Часть 1
17 марта 2012 г. в 00:15
У Шер Дегре очень светлая кожа — настолько, что кажется полупрозрачной и почти сияющей. Когда Дарсия смотрит на неё, ему на ум приходят молоко, мрамор, жемчуг, лунный свет, снег, слегка подсвеченный лучами закатного солнца. Снег… Весь её облик — от блёклого золота волос до неярких тонов одежды — морозит, и взгляд синих глаз холоден, если она не говорит о науке или Чезе. Лунный цветок, вмёрзший в вековые льды умирающего мира.
Шер Дегре сложно вывести из равновесия, но ему удаётся заставить её недоумевать, сгорать от любопытства, строить предположения по поводу его планов. Он сумел даже дважды напугать её: когда собственническим жестом взял за подбородок, приподнимая её лицо вверх, и когда провёл рукой по её щеке, заговорив о теплоте кожи. В ответ она инстинктивно сдвинула колени и напряглась, готовая сопротивляться и будучи привязанной к креслу. Забавно: Шер Дегре боится мрачного аристократа только из-за того, что он может посягнуть на её честь.
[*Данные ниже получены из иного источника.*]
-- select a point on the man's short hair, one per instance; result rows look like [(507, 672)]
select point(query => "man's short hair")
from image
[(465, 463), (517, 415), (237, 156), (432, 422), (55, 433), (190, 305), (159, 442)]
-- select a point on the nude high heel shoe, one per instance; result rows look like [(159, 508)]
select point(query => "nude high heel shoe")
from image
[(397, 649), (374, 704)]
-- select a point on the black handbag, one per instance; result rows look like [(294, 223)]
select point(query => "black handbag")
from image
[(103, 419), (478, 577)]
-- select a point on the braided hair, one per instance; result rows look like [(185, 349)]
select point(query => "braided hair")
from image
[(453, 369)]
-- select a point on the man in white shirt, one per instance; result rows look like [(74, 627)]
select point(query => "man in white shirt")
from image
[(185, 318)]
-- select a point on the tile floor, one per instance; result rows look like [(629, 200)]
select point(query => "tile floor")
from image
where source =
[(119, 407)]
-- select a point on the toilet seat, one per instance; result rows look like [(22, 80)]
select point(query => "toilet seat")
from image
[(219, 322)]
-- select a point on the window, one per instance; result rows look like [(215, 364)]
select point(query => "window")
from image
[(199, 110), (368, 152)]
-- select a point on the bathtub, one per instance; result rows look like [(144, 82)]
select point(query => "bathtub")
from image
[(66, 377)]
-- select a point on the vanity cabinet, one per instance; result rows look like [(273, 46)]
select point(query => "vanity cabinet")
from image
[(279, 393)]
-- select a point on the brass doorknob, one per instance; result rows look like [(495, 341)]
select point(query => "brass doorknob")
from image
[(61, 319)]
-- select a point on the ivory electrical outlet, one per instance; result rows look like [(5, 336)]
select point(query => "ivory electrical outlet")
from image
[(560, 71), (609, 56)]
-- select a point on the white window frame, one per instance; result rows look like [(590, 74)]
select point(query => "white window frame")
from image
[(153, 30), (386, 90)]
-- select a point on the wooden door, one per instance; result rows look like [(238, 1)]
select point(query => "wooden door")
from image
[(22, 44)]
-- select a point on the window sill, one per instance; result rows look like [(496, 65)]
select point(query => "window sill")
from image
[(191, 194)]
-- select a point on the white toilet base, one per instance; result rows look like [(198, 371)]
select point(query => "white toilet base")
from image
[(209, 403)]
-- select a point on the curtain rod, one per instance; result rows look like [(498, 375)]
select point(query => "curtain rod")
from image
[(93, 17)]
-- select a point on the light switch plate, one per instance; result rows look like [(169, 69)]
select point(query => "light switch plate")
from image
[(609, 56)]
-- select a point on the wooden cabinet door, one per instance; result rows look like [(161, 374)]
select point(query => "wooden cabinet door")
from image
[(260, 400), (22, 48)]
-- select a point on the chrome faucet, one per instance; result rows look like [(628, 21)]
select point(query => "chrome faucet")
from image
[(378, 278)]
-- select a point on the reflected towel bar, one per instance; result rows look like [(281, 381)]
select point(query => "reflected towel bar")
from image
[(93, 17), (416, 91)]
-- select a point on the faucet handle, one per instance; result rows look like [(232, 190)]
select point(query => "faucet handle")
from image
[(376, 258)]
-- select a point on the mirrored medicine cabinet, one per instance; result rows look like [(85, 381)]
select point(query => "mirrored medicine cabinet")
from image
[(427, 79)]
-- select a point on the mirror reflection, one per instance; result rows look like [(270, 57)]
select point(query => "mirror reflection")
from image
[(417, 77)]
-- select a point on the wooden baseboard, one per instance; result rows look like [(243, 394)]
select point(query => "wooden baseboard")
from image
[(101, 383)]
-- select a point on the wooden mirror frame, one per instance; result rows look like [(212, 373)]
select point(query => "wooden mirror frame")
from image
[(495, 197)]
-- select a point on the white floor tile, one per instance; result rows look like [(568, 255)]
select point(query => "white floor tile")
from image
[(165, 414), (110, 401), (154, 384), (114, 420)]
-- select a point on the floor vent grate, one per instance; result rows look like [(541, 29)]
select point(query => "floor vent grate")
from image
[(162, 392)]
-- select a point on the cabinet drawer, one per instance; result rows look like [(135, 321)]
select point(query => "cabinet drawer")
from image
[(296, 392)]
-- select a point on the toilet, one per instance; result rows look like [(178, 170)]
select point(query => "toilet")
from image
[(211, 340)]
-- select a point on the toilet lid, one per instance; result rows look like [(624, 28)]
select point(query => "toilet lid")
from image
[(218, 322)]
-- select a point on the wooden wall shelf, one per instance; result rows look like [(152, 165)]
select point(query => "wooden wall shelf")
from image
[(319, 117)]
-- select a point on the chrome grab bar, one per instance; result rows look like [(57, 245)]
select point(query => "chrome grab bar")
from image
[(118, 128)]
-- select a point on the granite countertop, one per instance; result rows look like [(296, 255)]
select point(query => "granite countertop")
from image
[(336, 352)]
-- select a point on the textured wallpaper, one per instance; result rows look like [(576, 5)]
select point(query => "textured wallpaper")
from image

Волк внутри него глухо ворчит, чувствуя слабость и беззащитность жертвы. Для него нет разницы между охотой и страстью, его одинаково возбуждает и то, и другое, и Дарсия в кои-то веки с ним согласен. Никаких нежных чувств, одно лишь животное влечение, безумный порыв — привести в сознание и грубо смять её волю, сжать в объятиях, овладеть, сполна насладившись трепетом и слезами. Впиться губами в бьющуюся на точёной шее жилку…
Вместо этого он стягивает перчатку и осторожно — будет очень неловко, если она сейчас придёт в себя — проводит подушечкой большого пальца по губам Шер, слегка раскрывая их. Их податливая мягкость вызывает дрожь и волну обжигающего тепла, прокатившуюся по всему телу и завершившуюся пульсирующим жаром в низу живота. Тёмное, подчиняющее себе, не знающее границ желание на миг застилает глаза. Чтобы всё закончилось добром, лучше прекратить, но он растягивает прикосновение, скользнув кончиками пальцев по восхитительно гладкой коже до ямки между ключицами, и отмечает про себя, что это балансирование на грани самоконтроля смахивает на мазохизм. И потому, что в его жизни была, есть и будет Хамона, и потому, что через некоторые свои принципы он не может переступить.
Дарсия отдёргивает руку и неторопливо надевает перчатку, думая, что этот детектив — как его там, Лебовски? — положительно идиот, если позволил себе отпустить такую женщину, как Шер.